The other side rests on the basal layer.
Epithelial tissue is not penetrated by blood vessels.
Two categories:
- sheets
- glands
Classified on two features:
- simple, (a single layer of cells),
- stratified, (more than one cell layer.)
Cell shape at free surface:
- squamous (broad and flat)
- cuboidal (spherish)
- columnar (tall and thin)
- Simple squamous epithelium
- usually lines body cavities and vessels,alveoli, glomeruli of kidney; in blood and lymph vessels called endothelium; in body cavities called mesothelium (serosae): parietal serous membranes line body wall, visceral serous membranes cover organ
- Simple cuboidal epithelium
- in ducts like kidney and salivary glands.
- Simple columnar epithelium
- nonciliated type lines digestive tract, ciliated type lines some regions of uterine tubes and lungs
- Stratified squamous epithelium
- (important) lines mouth, esophagus,and vagina. Cells sometimes dead, flat and keratinized, making them resistant to abrasion. Stratified squamous epithelium changes to columnar squamous epithelium progressively down esophagus to the stomach.
- Epidermis
- from epithelium. Below this is dermis, thicker and with blood vessels.
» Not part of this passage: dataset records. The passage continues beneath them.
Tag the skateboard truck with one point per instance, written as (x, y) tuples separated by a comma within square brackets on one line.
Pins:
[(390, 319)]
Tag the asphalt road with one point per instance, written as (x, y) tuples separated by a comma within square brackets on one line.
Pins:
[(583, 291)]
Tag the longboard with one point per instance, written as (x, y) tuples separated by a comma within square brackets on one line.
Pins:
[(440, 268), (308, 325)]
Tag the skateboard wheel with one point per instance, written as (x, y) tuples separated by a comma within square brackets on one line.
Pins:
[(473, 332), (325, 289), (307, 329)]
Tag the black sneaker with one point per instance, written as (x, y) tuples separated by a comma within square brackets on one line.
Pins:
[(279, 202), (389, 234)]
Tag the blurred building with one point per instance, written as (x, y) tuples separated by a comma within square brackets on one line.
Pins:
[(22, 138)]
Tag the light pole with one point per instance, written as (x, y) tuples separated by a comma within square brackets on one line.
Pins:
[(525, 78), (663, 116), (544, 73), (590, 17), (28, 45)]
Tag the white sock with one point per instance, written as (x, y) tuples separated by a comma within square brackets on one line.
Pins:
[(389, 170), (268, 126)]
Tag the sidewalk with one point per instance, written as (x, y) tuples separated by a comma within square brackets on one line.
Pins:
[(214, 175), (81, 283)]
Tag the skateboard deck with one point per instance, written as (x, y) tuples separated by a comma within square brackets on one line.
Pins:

Two specialized epithelia:
- pseudostratified
- transitional
- Pseudostratified epithelia
- lines the trachea (where it is ciliated)and the male urethra (where it is non ciliated), looks stratified but not.
- Transitional epithelia
- found only in bladder and urinary system. As it stretches it appears to go from 6 to 3 cell layers deep.
- Glandular epithelia
- (gland: group of cells that excretes something.. mostly derived from epithelium. Glands are classified into endocrine and exocrine by where they excrete.
- Endocrine glands
- secrete hormones into the blood without use of ducts.
- Exocrine glands
- secrete onto the body surface or into a cavity, thru a duct. Exocrine substances include sweat, mucous, oil, and saliva. An exocrine gland is the liver, which secretes bile.